Two cousins—Neilly, a down-home country girl, and Jazeen, a feisty Californian—discover time-travel while visiting their grandmother for the summer.
Though essentially the same age as Neilly, Jazeen is snotty and world-weary, turning her nose up at her grandmother's eccentricities and her cousin's child-like predilections. The two are brought together in an adventure when Neilly discovers a way to travel through time by standing on a worn spot in Grandma T's kitchen. Late one night, they encounter a soldier immortalized in a local Civil War monument who seems to know a bit too much about the capture of their fourth great-grandfather, Josiah Nickerson, a Union soldier. After noticing that Neilly's foot and Grandma T's arm seem to be fading, the girls consider it their duty to go back in time and save their family by retrieving their fourth great-grandfather from a Confederate prison in Georgia, with the help of Josiah's gold watch and Winston Rawls, a sympathetic plantation owner. Burnham uses the well-worn opposites-forced-to-work-together conceit in a palatable way, eventually giving the meeker Neilly a chance to shine as she and her cousin join heads to free Josiah and send him back home to Ohio.

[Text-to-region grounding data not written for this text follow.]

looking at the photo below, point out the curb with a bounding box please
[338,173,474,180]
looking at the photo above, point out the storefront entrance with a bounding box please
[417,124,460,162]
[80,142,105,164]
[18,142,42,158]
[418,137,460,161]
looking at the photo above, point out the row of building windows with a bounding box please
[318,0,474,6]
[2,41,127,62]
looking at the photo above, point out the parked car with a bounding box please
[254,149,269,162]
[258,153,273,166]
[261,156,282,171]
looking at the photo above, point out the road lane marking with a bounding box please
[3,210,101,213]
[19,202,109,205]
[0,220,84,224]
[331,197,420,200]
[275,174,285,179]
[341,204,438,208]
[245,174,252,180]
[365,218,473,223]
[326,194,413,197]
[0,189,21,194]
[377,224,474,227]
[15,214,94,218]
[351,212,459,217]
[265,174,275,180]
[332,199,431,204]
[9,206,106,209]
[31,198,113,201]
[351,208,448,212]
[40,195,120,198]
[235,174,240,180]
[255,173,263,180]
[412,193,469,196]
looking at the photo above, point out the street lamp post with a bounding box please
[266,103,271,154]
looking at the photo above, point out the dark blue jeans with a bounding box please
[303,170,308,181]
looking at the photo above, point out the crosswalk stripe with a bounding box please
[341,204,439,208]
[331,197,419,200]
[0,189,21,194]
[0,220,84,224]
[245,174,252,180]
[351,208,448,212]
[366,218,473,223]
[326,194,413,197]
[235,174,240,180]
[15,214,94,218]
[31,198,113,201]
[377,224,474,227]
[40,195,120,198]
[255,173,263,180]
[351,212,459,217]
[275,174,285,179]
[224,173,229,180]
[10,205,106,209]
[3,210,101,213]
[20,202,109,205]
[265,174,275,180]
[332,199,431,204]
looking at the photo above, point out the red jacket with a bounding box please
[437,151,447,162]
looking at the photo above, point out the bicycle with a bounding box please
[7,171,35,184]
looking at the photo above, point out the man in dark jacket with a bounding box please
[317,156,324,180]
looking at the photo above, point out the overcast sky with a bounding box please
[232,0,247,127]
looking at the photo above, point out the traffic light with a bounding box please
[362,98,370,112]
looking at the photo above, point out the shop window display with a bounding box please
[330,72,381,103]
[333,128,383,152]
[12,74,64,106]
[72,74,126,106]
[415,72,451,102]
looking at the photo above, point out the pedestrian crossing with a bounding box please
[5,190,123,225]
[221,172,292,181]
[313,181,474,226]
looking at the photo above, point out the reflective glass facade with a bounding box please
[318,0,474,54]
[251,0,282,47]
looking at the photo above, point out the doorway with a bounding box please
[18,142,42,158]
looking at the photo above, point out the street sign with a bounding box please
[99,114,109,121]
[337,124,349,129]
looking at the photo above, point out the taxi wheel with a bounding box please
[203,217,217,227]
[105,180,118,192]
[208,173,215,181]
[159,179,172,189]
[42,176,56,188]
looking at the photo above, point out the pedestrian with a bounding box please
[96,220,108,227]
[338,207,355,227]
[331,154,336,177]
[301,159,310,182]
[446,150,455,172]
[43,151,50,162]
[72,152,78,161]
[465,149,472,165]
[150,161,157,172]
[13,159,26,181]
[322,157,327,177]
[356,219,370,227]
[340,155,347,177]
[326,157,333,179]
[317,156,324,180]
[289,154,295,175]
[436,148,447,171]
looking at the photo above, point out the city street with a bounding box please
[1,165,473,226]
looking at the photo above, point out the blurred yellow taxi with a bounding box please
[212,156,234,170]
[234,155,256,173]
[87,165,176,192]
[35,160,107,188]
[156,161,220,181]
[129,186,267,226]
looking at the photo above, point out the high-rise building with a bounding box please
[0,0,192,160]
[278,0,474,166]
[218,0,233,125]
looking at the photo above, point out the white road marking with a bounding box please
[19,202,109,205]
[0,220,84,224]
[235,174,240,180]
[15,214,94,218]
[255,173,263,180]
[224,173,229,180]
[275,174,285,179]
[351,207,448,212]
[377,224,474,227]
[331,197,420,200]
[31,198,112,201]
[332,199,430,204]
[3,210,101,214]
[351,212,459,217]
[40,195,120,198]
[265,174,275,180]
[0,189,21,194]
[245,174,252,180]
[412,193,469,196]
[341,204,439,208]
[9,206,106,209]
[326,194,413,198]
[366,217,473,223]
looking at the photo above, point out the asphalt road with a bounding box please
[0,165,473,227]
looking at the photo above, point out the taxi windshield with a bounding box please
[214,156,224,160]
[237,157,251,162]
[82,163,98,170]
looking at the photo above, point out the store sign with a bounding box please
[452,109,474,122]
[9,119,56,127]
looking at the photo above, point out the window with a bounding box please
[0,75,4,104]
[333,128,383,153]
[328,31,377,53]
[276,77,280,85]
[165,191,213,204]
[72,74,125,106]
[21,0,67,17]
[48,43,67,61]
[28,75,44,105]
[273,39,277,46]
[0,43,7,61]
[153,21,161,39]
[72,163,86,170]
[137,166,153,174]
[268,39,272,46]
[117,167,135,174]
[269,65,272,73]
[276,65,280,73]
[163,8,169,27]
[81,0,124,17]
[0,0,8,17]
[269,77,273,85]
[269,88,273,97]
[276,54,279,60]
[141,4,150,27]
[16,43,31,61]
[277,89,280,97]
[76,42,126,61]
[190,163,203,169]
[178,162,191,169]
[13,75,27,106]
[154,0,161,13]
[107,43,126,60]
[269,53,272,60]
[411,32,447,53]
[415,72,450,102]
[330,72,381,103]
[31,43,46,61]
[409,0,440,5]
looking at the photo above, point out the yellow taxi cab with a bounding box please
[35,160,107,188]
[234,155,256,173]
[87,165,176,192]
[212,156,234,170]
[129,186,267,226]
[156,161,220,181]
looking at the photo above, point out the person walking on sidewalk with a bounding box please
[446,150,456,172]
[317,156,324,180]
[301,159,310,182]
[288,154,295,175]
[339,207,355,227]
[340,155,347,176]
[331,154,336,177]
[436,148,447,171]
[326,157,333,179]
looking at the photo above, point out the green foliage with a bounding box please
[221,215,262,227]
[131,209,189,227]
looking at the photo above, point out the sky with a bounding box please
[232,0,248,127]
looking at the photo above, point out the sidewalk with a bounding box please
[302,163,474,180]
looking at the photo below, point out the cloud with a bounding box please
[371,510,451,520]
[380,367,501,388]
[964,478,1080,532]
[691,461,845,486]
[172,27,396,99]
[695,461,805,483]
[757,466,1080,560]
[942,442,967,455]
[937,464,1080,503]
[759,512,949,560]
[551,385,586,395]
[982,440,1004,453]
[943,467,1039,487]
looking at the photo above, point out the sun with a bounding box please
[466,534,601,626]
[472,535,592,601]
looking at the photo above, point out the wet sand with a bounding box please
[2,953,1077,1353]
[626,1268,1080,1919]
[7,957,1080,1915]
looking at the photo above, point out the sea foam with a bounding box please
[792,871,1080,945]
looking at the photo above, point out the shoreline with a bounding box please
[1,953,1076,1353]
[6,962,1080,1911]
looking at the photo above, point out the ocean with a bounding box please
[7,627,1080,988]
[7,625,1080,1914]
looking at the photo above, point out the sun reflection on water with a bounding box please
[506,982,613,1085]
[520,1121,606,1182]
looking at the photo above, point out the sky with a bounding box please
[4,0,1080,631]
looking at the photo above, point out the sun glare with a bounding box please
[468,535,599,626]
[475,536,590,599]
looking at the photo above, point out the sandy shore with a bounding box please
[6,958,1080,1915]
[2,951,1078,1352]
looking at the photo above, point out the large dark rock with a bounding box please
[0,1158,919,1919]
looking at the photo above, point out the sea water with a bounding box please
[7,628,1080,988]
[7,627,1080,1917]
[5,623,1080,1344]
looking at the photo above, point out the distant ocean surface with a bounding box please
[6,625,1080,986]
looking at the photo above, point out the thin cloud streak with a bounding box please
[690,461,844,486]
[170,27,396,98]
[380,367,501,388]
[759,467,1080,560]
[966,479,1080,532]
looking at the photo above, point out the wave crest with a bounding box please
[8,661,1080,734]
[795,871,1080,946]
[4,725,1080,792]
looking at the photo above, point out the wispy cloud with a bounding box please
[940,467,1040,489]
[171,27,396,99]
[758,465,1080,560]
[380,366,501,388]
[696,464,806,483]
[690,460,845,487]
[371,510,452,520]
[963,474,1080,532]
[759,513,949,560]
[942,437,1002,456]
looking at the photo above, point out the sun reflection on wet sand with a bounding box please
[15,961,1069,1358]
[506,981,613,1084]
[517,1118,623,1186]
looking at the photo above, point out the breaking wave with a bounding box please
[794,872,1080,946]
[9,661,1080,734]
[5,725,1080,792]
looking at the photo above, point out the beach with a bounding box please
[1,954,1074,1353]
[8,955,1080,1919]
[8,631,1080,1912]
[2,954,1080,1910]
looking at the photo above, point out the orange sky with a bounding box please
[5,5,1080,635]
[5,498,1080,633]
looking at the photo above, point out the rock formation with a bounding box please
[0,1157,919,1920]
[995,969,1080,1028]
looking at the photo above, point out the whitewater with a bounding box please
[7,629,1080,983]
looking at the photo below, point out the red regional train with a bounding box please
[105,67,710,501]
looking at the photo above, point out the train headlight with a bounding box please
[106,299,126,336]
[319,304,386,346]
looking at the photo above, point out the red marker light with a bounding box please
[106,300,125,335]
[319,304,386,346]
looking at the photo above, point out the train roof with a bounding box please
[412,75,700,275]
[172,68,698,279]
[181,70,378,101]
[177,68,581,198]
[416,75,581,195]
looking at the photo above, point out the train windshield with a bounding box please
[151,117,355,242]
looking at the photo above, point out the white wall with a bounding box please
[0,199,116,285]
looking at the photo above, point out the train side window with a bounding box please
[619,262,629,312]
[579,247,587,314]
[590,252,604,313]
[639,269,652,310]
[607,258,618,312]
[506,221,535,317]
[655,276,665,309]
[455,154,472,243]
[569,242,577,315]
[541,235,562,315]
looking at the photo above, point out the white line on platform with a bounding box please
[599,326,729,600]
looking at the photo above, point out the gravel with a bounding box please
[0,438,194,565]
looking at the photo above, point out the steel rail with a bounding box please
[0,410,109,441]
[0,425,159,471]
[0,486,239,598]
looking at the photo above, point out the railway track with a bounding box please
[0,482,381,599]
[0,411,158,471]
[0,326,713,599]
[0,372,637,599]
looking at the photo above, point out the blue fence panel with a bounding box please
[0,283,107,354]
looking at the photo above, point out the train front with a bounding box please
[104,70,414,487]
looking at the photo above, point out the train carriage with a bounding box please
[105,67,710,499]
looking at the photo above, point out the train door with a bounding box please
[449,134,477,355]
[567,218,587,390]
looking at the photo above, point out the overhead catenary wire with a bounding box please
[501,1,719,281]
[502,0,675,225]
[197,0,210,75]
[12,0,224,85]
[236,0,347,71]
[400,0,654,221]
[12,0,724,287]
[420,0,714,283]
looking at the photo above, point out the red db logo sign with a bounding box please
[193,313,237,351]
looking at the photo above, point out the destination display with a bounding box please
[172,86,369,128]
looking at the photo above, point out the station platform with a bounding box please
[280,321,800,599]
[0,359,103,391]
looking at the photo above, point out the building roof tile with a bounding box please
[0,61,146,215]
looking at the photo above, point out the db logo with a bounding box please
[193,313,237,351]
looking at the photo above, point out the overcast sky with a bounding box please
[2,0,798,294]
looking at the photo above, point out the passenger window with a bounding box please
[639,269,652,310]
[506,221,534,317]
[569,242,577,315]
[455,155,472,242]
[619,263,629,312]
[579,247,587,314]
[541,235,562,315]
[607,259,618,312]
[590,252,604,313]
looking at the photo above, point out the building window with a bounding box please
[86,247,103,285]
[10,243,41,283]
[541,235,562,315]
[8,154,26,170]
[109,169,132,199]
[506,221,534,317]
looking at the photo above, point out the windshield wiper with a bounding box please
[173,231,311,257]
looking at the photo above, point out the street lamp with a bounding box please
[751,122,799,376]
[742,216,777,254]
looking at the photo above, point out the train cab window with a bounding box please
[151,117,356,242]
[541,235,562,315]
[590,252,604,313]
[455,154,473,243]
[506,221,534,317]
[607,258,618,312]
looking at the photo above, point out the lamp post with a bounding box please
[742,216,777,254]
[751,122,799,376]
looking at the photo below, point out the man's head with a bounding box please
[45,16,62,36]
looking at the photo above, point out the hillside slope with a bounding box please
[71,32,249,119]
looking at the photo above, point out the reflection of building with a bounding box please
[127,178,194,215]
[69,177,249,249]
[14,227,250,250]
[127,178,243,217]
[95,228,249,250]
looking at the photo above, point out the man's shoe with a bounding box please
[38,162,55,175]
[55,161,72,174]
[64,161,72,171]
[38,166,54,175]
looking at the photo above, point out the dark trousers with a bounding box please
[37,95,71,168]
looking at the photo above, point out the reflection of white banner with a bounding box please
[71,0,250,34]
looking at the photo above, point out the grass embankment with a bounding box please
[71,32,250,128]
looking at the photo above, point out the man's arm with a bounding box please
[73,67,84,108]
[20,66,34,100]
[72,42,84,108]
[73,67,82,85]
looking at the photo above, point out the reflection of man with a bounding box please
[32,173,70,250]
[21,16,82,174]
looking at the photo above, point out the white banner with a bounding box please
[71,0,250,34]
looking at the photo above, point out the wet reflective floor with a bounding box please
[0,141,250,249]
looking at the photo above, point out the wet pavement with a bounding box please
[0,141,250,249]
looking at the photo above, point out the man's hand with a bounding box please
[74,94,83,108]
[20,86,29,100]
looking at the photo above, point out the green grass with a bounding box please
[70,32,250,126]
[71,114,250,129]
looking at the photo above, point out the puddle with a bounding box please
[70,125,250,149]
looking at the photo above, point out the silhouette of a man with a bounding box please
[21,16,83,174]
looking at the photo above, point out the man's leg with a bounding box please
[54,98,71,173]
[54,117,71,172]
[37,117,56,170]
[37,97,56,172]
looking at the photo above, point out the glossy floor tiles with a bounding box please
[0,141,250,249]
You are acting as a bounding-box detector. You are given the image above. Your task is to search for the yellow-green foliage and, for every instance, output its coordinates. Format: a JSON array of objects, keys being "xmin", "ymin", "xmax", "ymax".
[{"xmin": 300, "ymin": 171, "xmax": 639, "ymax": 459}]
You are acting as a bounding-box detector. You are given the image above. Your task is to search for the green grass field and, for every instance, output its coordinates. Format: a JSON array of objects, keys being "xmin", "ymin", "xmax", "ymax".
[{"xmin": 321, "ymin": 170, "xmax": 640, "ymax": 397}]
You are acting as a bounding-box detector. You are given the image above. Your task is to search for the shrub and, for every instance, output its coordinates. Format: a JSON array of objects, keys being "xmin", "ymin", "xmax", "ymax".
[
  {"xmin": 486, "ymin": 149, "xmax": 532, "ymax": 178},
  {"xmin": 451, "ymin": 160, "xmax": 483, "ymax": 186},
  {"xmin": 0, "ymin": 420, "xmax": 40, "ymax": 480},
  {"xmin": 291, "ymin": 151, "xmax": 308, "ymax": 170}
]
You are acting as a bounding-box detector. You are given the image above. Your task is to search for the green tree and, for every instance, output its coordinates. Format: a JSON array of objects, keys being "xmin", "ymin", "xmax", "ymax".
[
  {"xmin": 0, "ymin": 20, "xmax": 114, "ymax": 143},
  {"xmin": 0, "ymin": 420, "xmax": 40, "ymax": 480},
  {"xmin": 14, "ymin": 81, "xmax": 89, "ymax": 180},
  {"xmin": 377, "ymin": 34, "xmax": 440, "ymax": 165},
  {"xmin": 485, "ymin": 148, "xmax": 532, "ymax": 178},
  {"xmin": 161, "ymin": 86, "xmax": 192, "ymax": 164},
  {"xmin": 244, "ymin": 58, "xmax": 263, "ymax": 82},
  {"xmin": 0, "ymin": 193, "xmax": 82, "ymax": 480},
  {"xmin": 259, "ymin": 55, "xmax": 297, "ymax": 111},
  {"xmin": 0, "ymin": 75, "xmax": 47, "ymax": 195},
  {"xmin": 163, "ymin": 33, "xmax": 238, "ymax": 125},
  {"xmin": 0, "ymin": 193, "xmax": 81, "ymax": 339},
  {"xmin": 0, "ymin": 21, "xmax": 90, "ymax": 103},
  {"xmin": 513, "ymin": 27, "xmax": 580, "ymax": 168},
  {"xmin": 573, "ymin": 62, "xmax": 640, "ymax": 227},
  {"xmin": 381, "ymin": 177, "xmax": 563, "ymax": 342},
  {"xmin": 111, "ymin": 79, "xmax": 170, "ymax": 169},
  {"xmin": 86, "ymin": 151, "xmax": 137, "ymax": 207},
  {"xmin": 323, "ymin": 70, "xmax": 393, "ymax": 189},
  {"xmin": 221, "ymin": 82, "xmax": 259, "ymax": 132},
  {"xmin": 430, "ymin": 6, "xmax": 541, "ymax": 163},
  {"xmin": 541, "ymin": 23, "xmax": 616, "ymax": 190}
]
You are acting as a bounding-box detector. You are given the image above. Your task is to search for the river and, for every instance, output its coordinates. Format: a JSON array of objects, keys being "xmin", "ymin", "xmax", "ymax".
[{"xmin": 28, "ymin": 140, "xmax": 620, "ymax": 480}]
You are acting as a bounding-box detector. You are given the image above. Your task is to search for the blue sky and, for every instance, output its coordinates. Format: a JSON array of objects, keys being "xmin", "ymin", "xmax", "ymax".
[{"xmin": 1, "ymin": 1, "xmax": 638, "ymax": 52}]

Even the blatantly expository dialogue won’t distract from the buoyant narrative. The only glitch is the protagonists' limited imaginative scope regarding their newfound magical skills. Sure, they put them to good use while escaping one of their many would-be captors, but attentive readers may wonder why the girls don't just use their skills to transport Josiah back home instead of taking the long, painful route.
Minor stumbles aside, a pleasant and charming story.